E-privacy Policy Approved

The Harvard Corporation in late March approved a new, University-wide policy on access to electronic communications. The policy was drafted by a task force led by Green professor of law David Barron, following College administrators’ controversial decisions to access information about e-mails during an Administrative Board investigation into undergraduate academic misconduct (see “E-mail Imbroglio,” May-June 2013; on May 22, the U.S. Senate confirmed Barron’s appointment as a judge on the First Circuit Court of Appeals).

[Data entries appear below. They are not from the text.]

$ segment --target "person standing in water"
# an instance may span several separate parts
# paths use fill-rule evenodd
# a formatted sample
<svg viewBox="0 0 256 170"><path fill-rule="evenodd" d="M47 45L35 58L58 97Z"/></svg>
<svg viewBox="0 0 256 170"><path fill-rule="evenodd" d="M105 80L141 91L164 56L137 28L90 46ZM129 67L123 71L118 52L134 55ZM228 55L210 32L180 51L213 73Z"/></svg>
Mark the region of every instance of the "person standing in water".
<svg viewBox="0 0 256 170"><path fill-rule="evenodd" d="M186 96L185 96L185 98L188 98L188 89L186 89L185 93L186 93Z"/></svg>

Changes to the policy since a draft was posted on February 26 (see “An E-privacy Policy,” May-June 2014) inviting community comment were mostly minor, but a subsection covering “Internal Investigations of Misconduct” now reiterates the need to weigh any decision to access electronic information against “University values”—identified earlier in the document as including “academic freedom and internal trust and confidence,” for example. The policy also includes provisions for record-keeping to enable review by an independent oversight committee, which will be chaired by Goldston professor of law John Goldberg.

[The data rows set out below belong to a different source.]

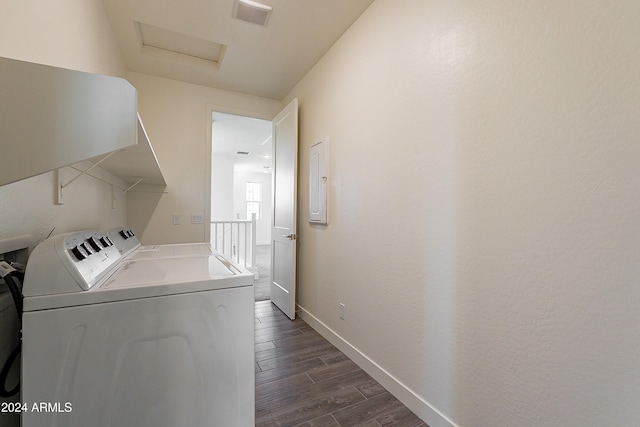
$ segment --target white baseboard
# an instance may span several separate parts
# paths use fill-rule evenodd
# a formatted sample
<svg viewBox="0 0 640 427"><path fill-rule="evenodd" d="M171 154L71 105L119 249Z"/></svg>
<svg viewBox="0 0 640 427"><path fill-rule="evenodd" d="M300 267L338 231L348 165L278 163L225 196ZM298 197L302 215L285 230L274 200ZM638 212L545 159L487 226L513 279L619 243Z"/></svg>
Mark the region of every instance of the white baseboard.
<svg viewBox="0 0 640 427"><path fill-rule="evenodd" d="M427 423L430 427L457 427L453 421L449 420L431 404L415 394L411 389L393 377L393 375L389 374L381 366L369 359L364 353L351 345L351 343L322 323L320 319L309 313L304 309L304 307L301 307L300 305L297 307L298 314L309 326L326 338L331 344L335 345L367 374L371 375L373 379L378 381L384 388L394 395L396 399L420 417L422 421Z"/></svg>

President Drew Faust thanked Barron and the task force for their “thoughtful and thorough work,” adding that it reflected “the values that underpin our work as an academic community—transparency, trust, and respect for academic freedom—and as such will serve us well in the years ahead.”

From Courses to Credits… and Beyond?

As an administrative measure, FAS also voted to move from tracking academic units in terms of courses to the credit-hour system in nearly universal use in higher education. The immediate motivation for converting each semester-long, half course into four credits (and thereby making an undergraduate course of study 128 credits) is the student-information system coming online in the fall of 2015. It is credit-based, as are the norms of reporting for higher-education accreditation.

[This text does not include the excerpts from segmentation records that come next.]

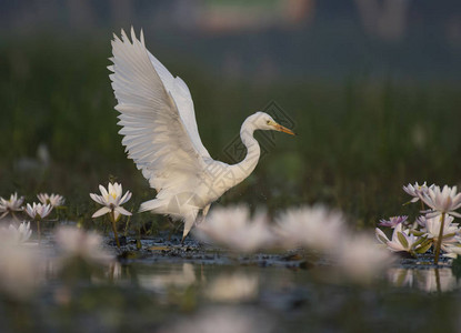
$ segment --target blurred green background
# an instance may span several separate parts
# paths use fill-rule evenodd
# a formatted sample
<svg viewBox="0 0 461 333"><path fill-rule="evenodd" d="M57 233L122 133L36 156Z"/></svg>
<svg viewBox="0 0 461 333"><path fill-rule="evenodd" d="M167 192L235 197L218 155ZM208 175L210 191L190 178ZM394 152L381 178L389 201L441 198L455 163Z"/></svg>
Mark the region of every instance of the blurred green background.
<svg viewBox="0 0 461 333"><path fill-rule="evenodd" d="M274 101L275 133L221 203L325 203L358 228L408 213L403 184L461 175L461 9L431 1L21 1L0 4L0 195L63 194L88 220L110 176L154 191L126 158L108 78L112 31L143 28L189 85L214 159ZM261 134L258 134L259 139ZM272 138L272 137L271 137ZM137 215L134 219L151 219ZM158 218L154 218L158 219Z"/></svg>

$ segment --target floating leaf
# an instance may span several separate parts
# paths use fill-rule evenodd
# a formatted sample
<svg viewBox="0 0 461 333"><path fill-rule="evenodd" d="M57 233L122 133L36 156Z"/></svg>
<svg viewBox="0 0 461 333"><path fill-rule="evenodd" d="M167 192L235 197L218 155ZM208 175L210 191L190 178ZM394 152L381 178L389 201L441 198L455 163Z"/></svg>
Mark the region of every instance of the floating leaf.
<svg viewBox="0 0 461 333"><path fill-rule="evenodd" d="M398 232L397 236L399 238L399 242L403 245L403 248L408 249L409 245L405 235L401 232Z"/></svg>

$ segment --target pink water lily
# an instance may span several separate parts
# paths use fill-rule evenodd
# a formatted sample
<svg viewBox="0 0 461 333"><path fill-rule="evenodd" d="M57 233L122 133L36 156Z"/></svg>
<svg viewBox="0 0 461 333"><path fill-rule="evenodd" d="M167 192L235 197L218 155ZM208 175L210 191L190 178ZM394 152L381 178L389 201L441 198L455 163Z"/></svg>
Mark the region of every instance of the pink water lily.
<svg viewBox="0 0 461 333"><path fill-rule="evenodd" d="M59 194L48 194L48 193L40 193L37 195L37 198L40 200L41 203L43 204L51 204L53 208L56 206L61 206L64 204L64 198L62 195Z"/></svg>
<svg viewBox="0 0 461 333"><path fill-rule="evenodd" d="M414 185L408 184L407 186L403 186L403 191L413 196L410 202L417 202L420 200L421 194L427 193L429 189L433 189L433 186L434 184L428 186L425 182L422 185L415 182Z"/></svg>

But a careful parsing of the legislative language (“courses in the sciences, arts and humanities, engineering and applied sciences, social sciences, and medical sciences shall all earn four credits per semester course”) reveals that it may, over time, become permissive, rather than prescriptive. Graduate School of Arts and Sciences students already take shorter biomedical “modules”: and quarter- and nano-courses on specific topics, for which the semester term no longer obtains. Online courses offered through HarvardX are being disaggregated into shorter learning-unit modules, covering a single topic, problem set, or segment of a larger course. And faculty members are clearly discussing shorter for-credit options that might take advantage of the extended January break, or opportunities for separating and mixing and matching labs from the courses with which they are now associated.

Any such formats would require faculty review and approval—but the discussion is clearly under way at Harvard, and much more comprehensively at MIT, whose president commissioned a report in which faculty advocated “unbundling of education” and achieving “greater modularity in the MIT undergraduate curriculum, from a top-down approach that decomposes existing courses into modules to a bottom-up approach that re-engineers a curriculum by identifying the core concepts and associated modules that underlie them or build upon them,” with the aim of “providing greater flexibility for students to customize their degree programs.” These issues are explored fully at http://harvardmagazine.com/2014/05/harvard-shift-to-course-credits-0.

Gender-neutral Housing

Almost in passing, the amendments to the language in the Handbook for Students—which were adopted routinely at the May 6 FAS meeting—turn the pilot program on gender-neutral housing (initiated at the request of transgender students) into a regular possibility, subject to a review procedure. Thus, “Rising sophomore, juniors, and seniors may request to form mixed-gender rooming groups.” All occupants must voluntarily agree to the arrangement, and requests are “addressed and managed on a case-by-case basis, taking into account all circumstances, including space constraints.”